- Hands-On Q-Learning with Python
- Nazia Habib
- 319字
- 2021-06-24 15:13:16
Your Q-learning agent in its environment
Let's talk about the self-driving taxi agent that we'll be building. Recall that the Taxi-v2 environment has 500 states, and 6 possible actions that can be taken from each state.
Your objective in the taxi environment is to pick up a passenger at one location, and drop them off at their desired destination in as few timesteps as possible.
You receive points for a successful drop-off, and lose points for the time it takes to complete the task, so your goal is to complete the task in as little time as possible. You also lose points for incorrect actions, such as dropping a passenger off at the wrong location.
Because your goal is to get to both the pickup and drop-off locations as quickly as possible, you lose one point for every move you make per timestep.
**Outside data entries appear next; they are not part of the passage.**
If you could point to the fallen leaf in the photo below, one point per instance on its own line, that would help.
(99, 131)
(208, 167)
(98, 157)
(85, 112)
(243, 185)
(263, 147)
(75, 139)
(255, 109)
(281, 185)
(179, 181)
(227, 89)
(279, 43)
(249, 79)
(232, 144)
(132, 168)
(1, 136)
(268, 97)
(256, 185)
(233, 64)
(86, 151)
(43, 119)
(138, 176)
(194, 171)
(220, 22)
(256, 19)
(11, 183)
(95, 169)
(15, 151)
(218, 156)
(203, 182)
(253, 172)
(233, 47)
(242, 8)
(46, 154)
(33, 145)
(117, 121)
Your agent's goal in solving this problem is to find the optimal policy for getting the passenger to their destination as efficiently as possible, netting the maximum reward for itself. While it navigates the environment, it will learn the best action to take from each state, which will serve as its policy function.
Remember that because Q-learning is value-based and not policy-based, it will not take your agent's actual policy into account, and we will not explicitly enumerate this policy. Instead, the Q-learning algorithm will calculate the value for each state-action pair based on the highest possible value of the next action that your agent could take, therefore assuming that your agent is already following the optimal policy.
We will continue to explore this concept in more detail with the functions that you will write for your agent. The OpenAI Gym package that we will use will provide the game environment, and you will implement the Q-learning algorithm yourself. You can then use the same environment to implement other RL algorithms and compare their performance.